Wrybill sitting on nest

Wrybill sitting on the nest

Showing respect

I’m not asking everyone in the community to become devout conservationists or passionate protectors of these vulnerable species; but I am asking that we at least respect their habitat, understand their delicate predicament, and do the decent thing by curbing certain activities at certain times.

Doing so doesn’t just show an understanding of the challenges faced by these bird species, it shows respect for all the work that goes on behind the scenes to give these birds a fighting chance – the building, installing and checking of predator traps; the river maintenance; and the field research and monitoring.

A careless or indifferent act by someone taking a 4WD or motorbike onto the riverbed and into these nesting colonies can cause tremendous harm to these bird colonies, seriously undermining their survival prospects; and is heart breaking to those who have dedicated painstaking time and energy (often voluntarily) into preserving these species.

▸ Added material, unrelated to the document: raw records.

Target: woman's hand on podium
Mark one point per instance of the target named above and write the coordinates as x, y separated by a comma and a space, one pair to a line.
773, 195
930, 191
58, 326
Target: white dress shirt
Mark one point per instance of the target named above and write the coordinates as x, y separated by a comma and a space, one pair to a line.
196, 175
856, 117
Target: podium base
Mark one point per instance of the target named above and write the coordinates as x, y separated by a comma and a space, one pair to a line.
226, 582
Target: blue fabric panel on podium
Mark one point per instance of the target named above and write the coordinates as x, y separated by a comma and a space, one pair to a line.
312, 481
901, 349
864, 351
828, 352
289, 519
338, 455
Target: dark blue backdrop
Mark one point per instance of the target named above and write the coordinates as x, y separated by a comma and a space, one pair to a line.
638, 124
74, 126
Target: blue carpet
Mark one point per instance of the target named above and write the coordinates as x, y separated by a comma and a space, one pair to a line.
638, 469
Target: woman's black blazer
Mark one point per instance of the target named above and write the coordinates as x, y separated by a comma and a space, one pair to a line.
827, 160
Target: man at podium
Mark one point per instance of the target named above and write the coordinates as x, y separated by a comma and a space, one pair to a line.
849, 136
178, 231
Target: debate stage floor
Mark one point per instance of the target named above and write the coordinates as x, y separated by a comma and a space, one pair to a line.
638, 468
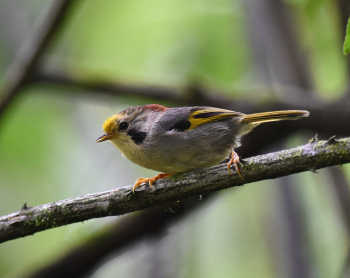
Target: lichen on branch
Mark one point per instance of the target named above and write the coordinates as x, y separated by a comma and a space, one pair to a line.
312, 156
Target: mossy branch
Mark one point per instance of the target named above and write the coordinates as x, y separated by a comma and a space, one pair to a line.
121, 200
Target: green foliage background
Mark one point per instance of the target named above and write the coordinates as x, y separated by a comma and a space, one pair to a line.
47, 148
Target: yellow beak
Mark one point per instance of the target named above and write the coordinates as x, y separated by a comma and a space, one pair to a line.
103, 137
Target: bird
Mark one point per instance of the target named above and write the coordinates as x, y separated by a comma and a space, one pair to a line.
174, 140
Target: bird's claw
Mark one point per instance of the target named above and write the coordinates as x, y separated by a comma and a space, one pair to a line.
149, 181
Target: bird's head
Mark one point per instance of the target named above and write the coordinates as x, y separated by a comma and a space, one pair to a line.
129, 125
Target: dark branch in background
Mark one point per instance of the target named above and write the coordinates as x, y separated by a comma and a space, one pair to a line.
279, 58
344, 13
122, 200
327, 118
28, 57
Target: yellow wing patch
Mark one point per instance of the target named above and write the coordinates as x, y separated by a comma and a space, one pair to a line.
208, 115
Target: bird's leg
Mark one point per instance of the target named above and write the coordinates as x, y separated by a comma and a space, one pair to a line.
235, 161
150, 181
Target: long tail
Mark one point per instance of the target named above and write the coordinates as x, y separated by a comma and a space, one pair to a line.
264, 117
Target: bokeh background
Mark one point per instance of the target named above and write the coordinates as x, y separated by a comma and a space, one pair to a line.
255, 51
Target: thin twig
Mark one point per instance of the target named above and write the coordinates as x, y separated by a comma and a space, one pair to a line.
29, 55
202, 181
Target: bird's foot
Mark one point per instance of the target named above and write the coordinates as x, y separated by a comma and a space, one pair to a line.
150, 181
235, 161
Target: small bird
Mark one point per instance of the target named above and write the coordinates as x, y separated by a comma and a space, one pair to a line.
180, 139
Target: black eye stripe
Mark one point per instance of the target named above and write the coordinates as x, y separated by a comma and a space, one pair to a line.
123, 126
181, 125
137, 136
206, 115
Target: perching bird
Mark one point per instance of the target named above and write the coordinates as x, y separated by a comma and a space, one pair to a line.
180, 139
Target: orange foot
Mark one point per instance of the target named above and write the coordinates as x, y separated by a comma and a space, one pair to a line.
234, 160
150, 181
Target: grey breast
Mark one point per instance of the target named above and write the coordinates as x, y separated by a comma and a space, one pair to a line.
180, 149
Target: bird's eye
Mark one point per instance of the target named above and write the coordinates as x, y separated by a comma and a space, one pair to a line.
123, 126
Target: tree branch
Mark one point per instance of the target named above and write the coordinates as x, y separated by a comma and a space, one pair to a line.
121, 200
29, 55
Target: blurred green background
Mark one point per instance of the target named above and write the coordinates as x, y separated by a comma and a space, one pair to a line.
47, 141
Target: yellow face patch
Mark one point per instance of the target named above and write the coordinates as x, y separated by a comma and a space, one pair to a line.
203, 116
111, 123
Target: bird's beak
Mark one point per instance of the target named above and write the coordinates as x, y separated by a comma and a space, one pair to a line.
103, 137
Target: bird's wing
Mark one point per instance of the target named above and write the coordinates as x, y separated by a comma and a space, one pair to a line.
204, 115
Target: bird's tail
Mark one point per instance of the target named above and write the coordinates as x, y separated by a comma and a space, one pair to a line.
265, 117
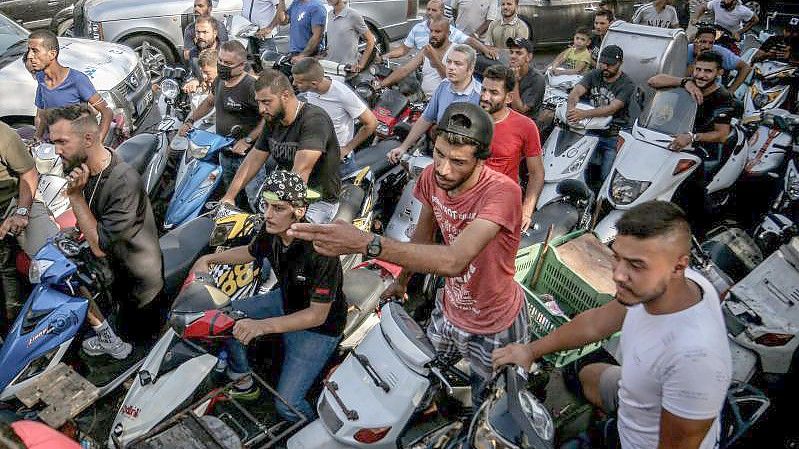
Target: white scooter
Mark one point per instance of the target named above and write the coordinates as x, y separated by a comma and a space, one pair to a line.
645, 169
568, 150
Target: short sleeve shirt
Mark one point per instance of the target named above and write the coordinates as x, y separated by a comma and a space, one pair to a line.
515, 139
343, 31
311, 130
602, 93
76, 88
484, 299
304, 276
649, 15
343, 106
14, 161
731, 20
304, 15
445, 96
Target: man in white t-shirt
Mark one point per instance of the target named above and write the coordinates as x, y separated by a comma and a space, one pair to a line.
675, 358
341, 103
658, 13
730, 14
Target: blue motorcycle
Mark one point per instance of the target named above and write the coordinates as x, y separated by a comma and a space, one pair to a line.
199, 175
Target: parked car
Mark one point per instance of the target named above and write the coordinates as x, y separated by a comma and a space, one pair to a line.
115, 71
34, 14
154, 28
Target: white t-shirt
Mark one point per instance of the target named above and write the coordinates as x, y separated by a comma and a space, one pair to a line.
679, 362
430, 77
731, 20
343, 106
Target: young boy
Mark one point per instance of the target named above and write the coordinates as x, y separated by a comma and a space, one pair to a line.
575, 59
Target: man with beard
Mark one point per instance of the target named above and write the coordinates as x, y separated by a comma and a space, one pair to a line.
675, 358
202, 8
476, 209
299, 137
730, 15
460, 86
515, 137
60, 86
609, 91
233, 99
114, 215
711, 129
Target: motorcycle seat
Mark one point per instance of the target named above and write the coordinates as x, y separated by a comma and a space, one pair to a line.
182, 247
138, 150
375, 157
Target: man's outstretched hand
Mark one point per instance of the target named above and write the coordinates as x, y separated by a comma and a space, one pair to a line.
333, 239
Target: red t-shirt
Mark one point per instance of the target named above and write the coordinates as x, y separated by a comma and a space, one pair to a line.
484, 299
515, 137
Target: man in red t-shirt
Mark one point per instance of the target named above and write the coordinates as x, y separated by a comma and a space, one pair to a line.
477, 211
515, 137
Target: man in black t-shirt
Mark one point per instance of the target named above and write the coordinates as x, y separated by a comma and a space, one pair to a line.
308, 308
233, 99
299, 137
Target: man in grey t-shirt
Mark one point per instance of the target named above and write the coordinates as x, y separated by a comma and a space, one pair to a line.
344, 27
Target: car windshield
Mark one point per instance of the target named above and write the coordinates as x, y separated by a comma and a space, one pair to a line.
670, 112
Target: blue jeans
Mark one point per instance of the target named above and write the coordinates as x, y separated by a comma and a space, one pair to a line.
230, 165
306, 354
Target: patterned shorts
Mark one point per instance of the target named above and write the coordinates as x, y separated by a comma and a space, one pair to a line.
452, 343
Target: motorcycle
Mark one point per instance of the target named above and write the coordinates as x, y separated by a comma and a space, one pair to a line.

That should be incentive enough to do the right thing, but extra incentive may be found in knowing that those found to have killed protected wildlife can receive hefty fines and even imprisonment.

A future focus

It’s no secret that many of the world’s species and ecosystems are on the precipice. There has been a lot written lately on what the future may look like for New Zealand’s flora and fauna if we continue our current path. The stories can make for grim reading.

Watch: This is how it ends extinction documentary.

It’s important, then, that we all try to grasp what this means for our country. In doing our bit, or at least understanding the plight of these precious species and supporting the efforts of those trying to help, we don’t just save our flora and fauna, we nurture some of most positive aspects of being human.